What impacts have you seen on the markets from the federal stimulus package and the Fed’s actions so far? 


I have been encouraged by Fed actions to date. The Fed’s direct, open and scalable intervention signals to me that they will do whatever is necessary. However, in order to address the longer-term impact, we need a sustainable and aggressive fiscal plan to get our economy back on its feet. 

The government must put money in the hands of those who need it most, and they must do it quickly. We must be aggressive in aiding industries that are most vulnerable, while ensuring it is done on a fair basis to taxpayers. Most importantly, our government must communicate future actions clearly, and with certainty.

What challenges have you faced as a leader during this time, and how have you handled them?


A silver-lining has been seeing how my team has risen to the challenge. I have never been more proud – watching them navigate the professional and personal impact of this health crisis has been inspiring. 

My primary focus has been, and will continue to be, the health and well-being of our employees. Next is the continued and uninterrupted functioning of our capital markets. These are 1 and 1A. In February we began to implement our BCP plan, and by mid-March, 98% of our employees were working from home. Throughout, we have tried to work extremely closely with employees to address both professional and personal matters, including everything from providing safety gear such as face masks, to sourcing any equipment employees need to work from home more comfortably. 

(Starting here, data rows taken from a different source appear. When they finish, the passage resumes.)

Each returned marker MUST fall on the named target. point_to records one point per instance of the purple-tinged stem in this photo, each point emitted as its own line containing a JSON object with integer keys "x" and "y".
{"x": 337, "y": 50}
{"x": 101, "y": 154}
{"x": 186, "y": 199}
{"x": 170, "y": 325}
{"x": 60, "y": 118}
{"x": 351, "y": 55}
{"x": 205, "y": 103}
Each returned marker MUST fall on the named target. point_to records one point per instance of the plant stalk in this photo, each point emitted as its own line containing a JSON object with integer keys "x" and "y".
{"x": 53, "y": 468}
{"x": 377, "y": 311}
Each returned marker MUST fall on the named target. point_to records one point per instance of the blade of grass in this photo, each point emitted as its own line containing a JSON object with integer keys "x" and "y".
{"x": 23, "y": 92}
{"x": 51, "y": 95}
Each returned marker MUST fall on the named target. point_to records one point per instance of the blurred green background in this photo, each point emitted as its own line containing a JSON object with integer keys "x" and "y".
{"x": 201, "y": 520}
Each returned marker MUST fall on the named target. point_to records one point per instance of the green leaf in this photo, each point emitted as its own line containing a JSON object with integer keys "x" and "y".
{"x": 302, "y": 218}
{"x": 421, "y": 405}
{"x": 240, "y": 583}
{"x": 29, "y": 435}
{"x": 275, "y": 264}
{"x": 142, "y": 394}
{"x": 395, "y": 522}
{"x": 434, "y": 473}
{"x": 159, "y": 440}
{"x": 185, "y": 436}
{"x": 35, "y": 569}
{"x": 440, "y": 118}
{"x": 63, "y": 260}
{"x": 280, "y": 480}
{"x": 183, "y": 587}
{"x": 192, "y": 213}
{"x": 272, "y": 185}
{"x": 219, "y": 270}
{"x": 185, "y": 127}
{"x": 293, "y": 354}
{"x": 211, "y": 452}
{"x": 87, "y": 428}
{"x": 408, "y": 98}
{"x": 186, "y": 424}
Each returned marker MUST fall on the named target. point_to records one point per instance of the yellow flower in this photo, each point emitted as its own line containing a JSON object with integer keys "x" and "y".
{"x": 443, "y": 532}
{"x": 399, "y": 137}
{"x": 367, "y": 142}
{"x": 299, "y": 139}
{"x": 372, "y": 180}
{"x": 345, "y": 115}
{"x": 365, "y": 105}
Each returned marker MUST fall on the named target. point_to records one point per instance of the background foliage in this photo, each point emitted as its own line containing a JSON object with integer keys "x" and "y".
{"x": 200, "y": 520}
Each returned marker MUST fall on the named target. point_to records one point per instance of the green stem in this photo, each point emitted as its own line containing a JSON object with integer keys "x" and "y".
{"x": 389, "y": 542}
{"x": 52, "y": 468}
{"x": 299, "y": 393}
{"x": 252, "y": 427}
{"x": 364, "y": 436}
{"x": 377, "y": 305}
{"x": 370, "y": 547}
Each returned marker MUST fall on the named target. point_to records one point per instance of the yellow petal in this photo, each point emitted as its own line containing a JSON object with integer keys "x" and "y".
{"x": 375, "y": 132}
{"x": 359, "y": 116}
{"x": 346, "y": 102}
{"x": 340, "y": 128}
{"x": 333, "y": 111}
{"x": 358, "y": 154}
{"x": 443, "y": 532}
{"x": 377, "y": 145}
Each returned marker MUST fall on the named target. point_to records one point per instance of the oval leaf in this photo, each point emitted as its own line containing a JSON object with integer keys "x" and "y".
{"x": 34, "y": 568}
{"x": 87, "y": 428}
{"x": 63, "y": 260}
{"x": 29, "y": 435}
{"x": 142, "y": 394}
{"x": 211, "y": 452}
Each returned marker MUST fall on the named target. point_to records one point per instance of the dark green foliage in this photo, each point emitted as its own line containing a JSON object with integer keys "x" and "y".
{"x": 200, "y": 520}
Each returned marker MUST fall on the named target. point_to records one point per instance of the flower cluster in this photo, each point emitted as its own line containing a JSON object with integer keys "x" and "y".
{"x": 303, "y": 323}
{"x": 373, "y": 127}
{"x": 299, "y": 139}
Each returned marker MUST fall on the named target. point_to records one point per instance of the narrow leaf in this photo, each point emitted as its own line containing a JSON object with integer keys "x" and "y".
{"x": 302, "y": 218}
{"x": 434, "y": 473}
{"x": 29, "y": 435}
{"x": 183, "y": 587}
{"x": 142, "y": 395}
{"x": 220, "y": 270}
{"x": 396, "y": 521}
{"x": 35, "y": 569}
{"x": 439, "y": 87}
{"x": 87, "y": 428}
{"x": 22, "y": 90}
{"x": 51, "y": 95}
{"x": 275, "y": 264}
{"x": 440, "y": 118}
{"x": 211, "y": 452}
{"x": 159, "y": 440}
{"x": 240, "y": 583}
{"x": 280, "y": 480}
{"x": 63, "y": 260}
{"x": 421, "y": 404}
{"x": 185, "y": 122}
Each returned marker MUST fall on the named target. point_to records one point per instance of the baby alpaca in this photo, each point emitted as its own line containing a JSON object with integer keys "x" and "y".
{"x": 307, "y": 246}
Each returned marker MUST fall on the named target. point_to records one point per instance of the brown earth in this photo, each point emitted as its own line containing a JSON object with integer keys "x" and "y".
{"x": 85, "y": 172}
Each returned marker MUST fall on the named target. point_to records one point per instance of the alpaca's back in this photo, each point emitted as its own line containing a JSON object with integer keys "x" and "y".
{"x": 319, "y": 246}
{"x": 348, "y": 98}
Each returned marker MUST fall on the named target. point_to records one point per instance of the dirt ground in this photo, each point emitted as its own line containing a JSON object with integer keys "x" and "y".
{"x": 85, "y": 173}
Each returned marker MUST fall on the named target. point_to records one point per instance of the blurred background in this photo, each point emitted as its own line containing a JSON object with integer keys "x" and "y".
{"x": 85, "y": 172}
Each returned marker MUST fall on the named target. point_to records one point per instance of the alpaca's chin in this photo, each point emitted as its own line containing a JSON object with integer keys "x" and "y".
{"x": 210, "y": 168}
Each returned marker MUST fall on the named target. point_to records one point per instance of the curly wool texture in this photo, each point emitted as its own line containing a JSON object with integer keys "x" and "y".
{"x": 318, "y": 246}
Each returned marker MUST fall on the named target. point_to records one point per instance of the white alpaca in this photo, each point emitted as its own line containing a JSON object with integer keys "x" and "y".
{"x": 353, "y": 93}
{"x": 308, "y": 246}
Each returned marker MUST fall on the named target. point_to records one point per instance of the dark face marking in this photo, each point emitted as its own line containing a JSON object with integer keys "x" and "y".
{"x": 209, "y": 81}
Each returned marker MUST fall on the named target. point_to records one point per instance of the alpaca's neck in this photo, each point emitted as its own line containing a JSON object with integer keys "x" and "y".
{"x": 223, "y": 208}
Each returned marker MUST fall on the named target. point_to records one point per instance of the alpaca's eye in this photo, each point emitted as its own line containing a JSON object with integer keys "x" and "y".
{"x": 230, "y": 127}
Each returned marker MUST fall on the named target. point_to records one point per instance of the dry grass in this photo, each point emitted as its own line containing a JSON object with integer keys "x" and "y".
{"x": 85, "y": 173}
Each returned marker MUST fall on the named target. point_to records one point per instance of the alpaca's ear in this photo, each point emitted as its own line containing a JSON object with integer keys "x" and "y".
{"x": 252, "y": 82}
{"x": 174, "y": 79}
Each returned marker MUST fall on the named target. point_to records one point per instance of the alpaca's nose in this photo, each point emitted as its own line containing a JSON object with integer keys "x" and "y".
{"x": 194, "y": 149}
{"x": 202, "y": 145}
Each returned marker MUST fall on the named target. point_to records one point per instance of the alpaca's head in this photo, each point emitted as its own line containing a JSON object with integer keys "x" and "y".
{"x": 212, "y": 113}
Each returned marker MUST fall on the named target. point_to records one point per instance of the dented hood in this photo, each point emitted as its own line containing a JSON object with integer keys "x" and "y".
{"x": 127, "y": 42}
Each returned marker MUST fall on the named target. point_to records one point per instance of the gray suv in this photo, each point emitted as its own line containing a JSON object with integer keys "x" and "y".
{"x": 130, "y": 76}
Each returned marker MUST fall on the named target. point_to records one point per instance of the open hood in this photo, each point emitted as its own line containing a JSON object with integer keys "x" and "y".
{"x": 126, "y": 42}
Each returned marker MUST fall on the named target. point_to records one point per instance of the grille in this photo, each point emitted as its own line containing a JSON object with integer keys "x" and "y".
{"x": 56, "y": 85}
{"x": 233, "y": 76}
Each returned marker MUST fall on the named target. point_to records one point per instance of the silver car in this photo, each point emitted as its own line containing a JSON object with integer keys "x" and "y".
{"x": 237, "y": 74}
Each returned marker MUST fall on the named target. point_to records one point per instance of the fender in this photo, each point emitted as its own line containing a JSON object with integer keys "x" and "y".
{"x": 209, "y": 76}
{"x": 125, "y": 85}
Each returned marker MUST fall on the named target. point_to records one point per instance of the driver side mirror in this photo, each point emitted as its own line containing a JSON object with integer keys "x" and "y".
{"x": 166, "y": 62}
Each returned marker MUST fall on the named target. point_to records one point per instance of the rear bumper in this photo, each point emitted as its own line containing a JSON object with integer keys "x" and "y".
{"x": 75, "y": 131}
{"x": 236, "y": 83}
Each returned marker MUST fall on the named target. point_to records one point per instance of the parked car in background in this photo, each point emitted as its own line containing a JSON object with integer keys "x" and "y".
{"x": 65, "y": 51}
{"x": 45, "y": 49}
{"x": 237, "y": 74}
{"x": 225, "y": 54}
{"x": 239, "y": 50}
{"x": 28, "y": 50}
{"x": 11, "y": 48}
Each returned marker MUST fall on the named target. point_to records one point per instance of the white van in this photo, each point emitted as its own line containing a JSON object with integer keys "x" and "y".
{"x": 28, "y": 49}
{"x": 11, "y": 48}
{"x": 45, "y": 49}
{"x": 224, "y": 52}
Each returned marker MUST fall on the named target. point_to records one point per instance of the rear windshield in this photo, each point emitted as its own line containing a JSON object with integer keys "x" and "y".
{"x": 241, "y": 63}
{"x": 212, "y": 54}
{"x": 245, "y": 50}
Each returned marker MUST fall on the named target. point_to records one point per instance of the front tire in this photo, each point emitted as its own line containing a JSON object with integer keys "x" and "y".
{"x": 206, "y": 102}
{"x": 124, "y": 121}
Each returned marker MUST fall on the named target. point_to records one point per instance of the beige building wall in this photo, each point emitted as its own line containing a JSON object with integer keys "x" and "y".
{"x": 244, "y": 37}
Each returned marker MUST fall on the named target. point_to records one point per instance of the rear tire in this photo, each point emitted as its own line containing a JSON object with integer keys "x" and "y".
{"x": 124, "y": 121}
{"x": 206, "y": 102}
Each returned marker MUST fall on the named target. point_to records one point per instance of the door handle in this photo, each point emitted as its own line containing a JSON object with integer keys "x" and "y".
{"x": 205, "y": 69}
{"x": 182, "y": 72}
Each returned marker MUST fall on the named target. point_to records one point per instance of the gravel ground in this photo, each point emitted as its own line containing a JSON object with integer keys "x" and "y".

The long-term impact of working remotely is an important matter and we are working hard to bring a sense of normalcy, community and belonging. Simple actions such as virtual happy hours, morning Zoom exercise classes and frequent Town Halls have reduced anxiety and uncertainty during these difficult times. 

What leadership lessons have you learned that you’d like to share?


A personalized approach to managing people is important, in particular for diverse workforces; no two people are the same, so we must adapt how we communicate, manage, and work with each team member.

Empathy and inclusive leadership is key to building trust and loyalty. These attributes are also critical to cultivating teams that can withstand economic cycles and are well positioned for long term success. I’m a strong believer that having a consistent and durable set of values helps leaders face adversity and supports sound decision making. 

Finally, the ability to communicate a clear and cogent vision that employees can get behind and take ownership is a powerful way to establish culture and direction.

What are your favorite Stern memories? 


I really enjoyed my time at NYU, from my professors to classmates. I have many fond memories so hard to point to just a few. That said, what I miss most are the students I got to work with on group projects or late nights studying for exams. While we came from many different backgrounds and had different goals post-graduation, our shared experiences serve to create long lasting bonds and memories that I am so appreciative of.

How do you stay connected to the Stern community now? 


There are current and former Stern students who I communicate with, typically over social media, in an effort to address any questions they may have about the markets or to discuss opportunities in finance. I also keep up with the Stern newsletter on the latest and greatest developments at the university. In the future, I hope to explore more opportunities to stay in touch and give back to the university. 

Have you taken up any hobbies to unwind while in quarantine? Any book or podcast recommendations to share?


I have three teenagers at home so it is like Grand Central Station at times - loud, busy and entertaining. I am blessed to have them. During this time we look for ways to help our neighbors and community affected by the pandemic. 

My Netflix game has been improving. I also started reading “Upstream” by Dan Heath. Its focus is on solving problems before they happen. Very apropos for what we are going through currently.